What is the equation of the line that passes through (-6,-2) and is parallel it the line with the equation x=4
x=4 gives inclination=k=1 in y=kx+m. It also states that m=4.
y=x+4
Better think again, S.
the line x=4 is a vertical line
The vertical line through (-6,-2) is x = -6
To find the equation of a line parallel to x=4 and passing through the point (-6,-2), we need to find the equation in slope-intercept form (y=mx+b) because the given form is not suitable for this purpose.
Step 1: Determine the slope of the line x=4.
Since the line is vertical (parallel to the y-axis) and x remains constant at 4, the slope is undefined.

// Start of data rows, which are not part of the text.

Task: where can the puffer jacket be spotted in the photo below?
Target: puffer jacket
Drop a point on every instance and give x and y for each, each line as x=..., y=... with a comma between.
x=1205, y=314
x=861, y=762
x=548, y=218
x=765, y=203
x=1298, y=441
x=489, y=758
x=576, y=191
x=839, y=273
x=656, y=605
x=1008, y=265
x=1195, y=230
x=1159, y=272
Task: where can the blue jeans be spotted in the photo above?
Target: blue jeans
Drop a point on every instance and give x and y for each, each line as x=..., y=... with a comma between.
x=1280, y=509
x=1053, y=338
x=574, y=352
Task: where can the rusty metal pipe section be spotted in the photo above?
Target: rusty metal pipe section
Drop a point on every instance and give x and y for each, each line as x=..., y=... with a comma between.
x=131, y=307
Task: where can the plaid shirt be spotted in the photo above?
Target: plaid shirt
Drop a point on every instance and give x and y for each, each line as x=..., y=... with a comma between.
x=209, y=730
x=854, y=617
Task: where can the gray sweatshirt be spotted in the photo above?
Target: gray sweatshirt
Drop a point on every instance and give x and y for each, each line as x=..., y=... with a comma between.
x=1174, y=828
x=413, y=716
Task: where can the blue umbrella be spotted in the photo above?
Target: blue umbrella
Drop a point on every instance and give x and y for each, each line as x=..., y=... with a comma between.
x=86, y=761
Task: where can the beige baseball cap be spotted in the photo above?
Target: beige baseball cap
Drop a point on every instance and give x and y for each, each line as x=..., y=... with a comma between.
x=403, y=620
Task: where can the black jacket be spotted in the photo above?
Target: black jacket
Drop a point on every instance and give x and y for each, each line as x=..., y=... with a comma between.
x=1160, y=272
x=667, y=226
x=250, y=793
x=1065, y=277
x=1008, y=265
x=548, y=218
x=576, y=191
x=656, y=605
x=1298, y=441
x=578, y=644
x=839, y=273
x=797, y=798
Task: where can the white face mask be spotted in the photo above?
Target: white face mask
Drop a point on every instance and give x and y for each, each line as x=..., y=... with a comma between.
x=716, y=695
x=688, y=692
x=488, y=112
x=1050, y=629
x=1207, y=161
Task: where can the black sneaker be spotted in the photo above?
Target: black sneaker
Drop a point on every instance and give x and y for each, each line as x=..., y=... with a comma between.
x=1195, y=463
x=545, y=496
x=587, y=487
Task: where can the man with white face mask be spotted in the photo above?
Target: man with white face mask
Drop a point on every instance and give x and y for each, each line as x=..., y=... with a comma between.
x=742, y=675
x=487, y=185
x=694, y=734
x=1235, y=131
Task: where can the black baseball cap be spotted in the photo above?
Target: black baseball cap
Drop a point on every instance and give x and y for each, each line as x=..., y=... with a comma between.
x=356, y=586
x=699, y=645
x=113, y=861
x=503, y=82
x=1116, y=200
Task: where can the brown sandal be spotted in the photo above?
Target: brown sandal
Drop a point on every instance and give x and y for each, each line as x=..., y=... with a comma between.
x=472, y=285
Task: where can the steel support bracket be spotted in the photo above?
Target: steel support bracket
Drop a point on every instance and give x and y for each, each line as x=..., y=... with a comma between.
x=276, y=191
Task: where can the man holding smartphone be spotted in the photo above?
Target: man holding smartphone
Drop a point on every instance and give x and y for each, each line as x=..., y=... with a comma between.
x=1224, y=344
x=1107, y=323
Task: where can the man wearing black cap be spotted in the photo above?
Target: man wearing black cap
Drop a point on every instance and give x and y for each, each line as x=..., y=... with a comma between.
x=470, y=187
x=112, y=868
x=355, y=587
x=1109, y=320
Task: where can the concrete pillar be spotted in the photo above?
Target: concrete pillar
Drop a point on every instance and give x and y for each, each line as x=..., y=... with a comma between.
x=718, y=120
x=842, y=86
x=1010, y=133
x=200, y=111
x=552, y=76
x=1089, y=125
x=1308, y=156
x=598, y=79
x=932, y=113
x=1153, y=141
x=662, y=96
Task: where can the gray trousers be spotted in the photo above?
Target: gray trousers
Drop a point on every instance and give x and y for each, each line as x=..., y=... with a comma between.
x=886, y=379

Step 2: Find the slope of the line we want to determine by using the fact that parallel lines have the same slope.
Since the given line has an undefined slope, our desired line will also have an undefined slope.
Step 3: Determine the equation of the line using the point-slope form (y - y1 = m(x - x1)).
Since the slope is undefined, the equation becomes x = x1, where x1 is the x-coordinate of any point on the line.
In this case, the point (-6,-2) lies on the line we want to find.
Therefore, the equation is x = -6.
So, the equation of the line parallel to x=4 and passing through the point (-6,-2) is x = -6.